Today, survivors of Superstorm Sandy and other fossil-fueled impacts will gather at the White House, and on the eve of Lincoln’s birthday, call on President Obama to respond to this generation’s greatest moral challenge. When they do, they will echo the concerns of governors across the country, who are already witnessing the consequences of unabated fossil fuel pollution, and are calling attention to it in their own State of the State addresses…
In July, Colorado was struck with the most destructive wildfire in the state’s history, blazing through 165,000 acres and 700 homes. Colorado Governor John Hickenlooper noted the wildfire season as a reason to work together on energy:
Many scientists believe that our severe drought, the bark beetle epidemic and the terrible fire season are further evidence of climate change.
While no state can address the issue in isolation, reducing pollutants and promoting sustainable development, ought to be common ground for all of us.
Early September saw 110 wilfires spark up across Central Washington, with no reprieve from the rain. Newly sworn-in Washington Governor Jay Inslee had this to say in his inaugural address:
It’s also clear to me that we face grave and immediate danger if we fail to act. Nine of 10 of the hottest years on record happened in the past decade. We’ve had epic flooding, searing drought and devastating wildfires, including last summer’s fires in Central Washington and the rising tides along our coast.
Our Pacific Northwest waters, especially in Puget Sound, are becoming too acidic, forcing parts of our shellfish industry to move last year. In Eastern Washington, our long tradition in agriculture could be threatened if snowpack declines. Water stored as snow is money in the bank for Washington’s rural economies, but the bank could fail if we don’t act.
As a parent and a grandparent, I cannot consciously accept the dangers of climate change for my family or yours.
Later in September, a full three weeks before the end of melting season, the National Snow and Ice Data Center announced that the previous record low for Arctic sea ice had been broken. With 3.5 million Californians living within three feet of sea level, Governor Jerry Brown dedicated a significant portion of his State of the State to the climate crisis:
When we think about California’s future, no long term liability presents as great a danger to our well-being as the buildup of carbon dioxide and other greenhouse gases in the atmosphere.
According to the latest report from the World Bank, carbon dioxide emissions are the highest in 15 million years. At today’s emissions rate, the planet could warm by more than 7 degrees Fahrenheit by the end of the century, an event unknown in human experience. California is extremely vulnerable because of our Mediterranean climate, long coastline and reliance on snowpack for so much of our water supply.
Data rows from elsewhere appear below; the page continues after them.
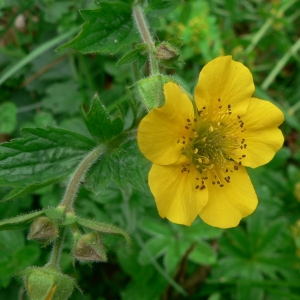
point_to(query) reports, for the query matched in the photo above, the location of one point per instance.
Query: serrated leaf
(20, 221)
(41, 157)
(162, 7)
(123, 165)
(103, 227)
(99, 123)
(107, 28)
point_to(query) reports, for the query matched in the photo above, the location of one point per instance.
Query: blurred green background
(39, 87)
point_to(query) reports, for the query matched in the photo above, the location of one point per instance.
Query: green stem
(79, 175)
(56, 251)
(140, 21)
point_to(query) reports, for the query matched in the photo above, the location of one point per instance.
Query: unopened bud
(47, 284)
(166, 51)
(89, 248)
(43, 230)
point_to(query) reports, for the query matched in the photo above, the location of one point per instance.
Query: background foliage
(40, 87)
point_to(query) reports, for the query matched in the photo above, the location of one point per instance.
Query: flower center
(213, 141)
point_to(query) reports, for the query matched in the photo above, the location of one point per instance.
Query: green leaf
(162, 7)
(19, 222)
(155, 227)
(18, 192)
(203, 254)
(62, 97)
(107, 28)
(8, 117)
(103, 227)
(123, 165)
(99, 123)
(157, 246)
(41, 157)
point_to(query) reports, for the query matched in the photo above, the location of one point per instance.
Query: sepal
(89, 248)
(43, 230)
(103, 228)
(47, 283)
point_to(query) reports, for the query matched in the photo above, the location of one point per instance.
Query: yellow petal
(227, 205)
(262, 136)
(227, 80)
(175, 193)
(164, 132)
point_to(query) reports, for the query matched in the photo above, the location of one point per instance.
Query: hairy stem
(140, 21)
(79, 175)
(56, 250)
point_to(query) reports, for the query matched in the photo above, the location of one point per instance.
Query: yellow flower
(200, 150)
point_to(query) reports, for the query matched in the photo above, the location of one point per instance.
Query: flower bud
(43, 230)
(47, 284)
(89, 248)
(166, 51)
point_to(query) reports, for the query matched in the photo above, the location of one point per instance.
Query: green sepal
(103, 228)
(151, 90)
(107, 28)
(21, 221)
(133, 55)
(99, 123)
(89, 248)
(47, 283)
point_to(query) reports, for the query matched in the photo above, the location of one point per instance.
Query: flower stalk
(79, 175)
(56, 251)
(142, 26)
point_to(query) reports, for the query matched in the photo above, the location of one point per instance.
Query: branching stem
(79, 175)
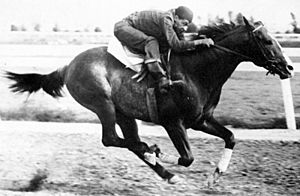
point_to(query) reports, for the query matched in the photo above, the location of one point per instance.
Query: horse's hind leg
(107, 115)
(130, 131)
(213, 127)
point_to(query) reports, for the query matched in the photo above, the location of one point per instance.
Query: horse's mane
(216, 30)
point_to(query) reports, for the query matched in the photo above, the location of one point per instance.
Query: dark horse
(99, 82)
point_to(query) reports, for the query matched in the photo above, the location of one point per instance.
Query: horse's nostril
(290, 67)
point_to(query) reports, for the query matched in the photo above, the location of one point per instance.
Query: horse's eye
(268, 42)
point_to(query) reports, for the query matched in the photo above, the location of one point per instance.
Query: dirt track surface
(74, 162)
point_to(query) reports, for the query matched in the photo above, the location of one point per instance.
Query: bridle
(267, 62)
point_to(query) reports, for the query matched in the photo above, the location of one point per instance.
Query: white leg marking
(225, 159)
(165, 158)
(150, 158)
(175, 180)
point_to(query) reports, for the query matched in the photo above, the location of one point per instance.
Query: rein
(267, 62)
(232, 51)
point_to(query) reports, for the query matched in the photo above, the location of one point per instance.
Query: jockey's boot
(159, 76)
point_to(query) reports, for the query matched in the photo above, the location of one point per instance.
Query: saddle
(136, 63)
(130, 59)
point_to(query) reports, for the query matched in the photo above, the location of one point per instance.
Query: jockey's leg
(153, 63)
(213, 127)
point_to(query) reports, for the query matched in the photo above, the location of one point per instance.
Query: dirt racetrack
(72, 161)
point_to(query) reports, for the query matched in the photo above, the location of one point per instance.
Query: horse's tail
(51, 83)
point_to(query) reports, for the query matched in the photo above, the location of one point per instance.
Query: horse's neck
(212, 67)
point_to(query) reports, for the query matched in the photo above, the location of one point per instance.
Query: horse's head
(264, 51)
(251, 42)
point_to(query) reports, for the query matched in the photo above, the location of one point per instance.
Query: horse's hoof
(175, 180)
(150, 158)
(213, 179)
(210, 181)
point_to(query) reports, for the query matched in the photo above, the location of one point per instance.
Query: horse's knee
(186, 161)
(230, 141)
(112, 141)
Tipping points can be reached before we even know we have passed them. This is a different kind of challenge than we ever faced. It requires acting now even though the worst consequences are perhaps decades in the future.
Again California is leading the way. We are reducing emissions as required by AB 32 and we will meet our goal of getting carbon emissions to 1990 levels by 2020.
In June, the US Geological Survey issued a report warning that sea level rise along the Atlantic coast, from Cape Hatteras, NC to Boston, MA is accelerating three times faster than the global rate. With his state situated in the center of this sea level rise “hot spot,” Maryland Governor Martin O’Malley ended his State of the State with a clear call for climate action:
We are one of the most vulnerable states in our country to the impact of sea-level rise. Climate disruption is real. Climate change is not an ideological issue any more than gravity is. It is physics, pure and simple.
Maryland might not be able to change what people in India or China do with respect to climate. We can, however, use the prospect of a carbon constrained world as the means to invent a more prosperous future, and to drive innovation, education, industry, jobs, and growth.
Superstorm Sandy devastated the Northeast, and flooded communities like the Jersey Shore are still struggling to recover. The storm was one of the most powerful climate impacts ever to hit the United States, and Vermont Governor Peter Shumlin was not coy about fingering the culprit:
As we continue our slow recovery from a devastating recession and a devastating storm, I believe Vermont is again poised to lead.
We are on the right path. We are focused on getting Vermont off our addiction to oil and building renewables, and we now have more high tech green jobs per capita than any other state.
From the drought-stricken fields of the Midwest to the Sandy-flooded Rockaways, governors, legislators, and everyday Americans will tune in to the State of the Union tomorrow night to see whether President Obama will answer the call, and begin to shape his climate legacy.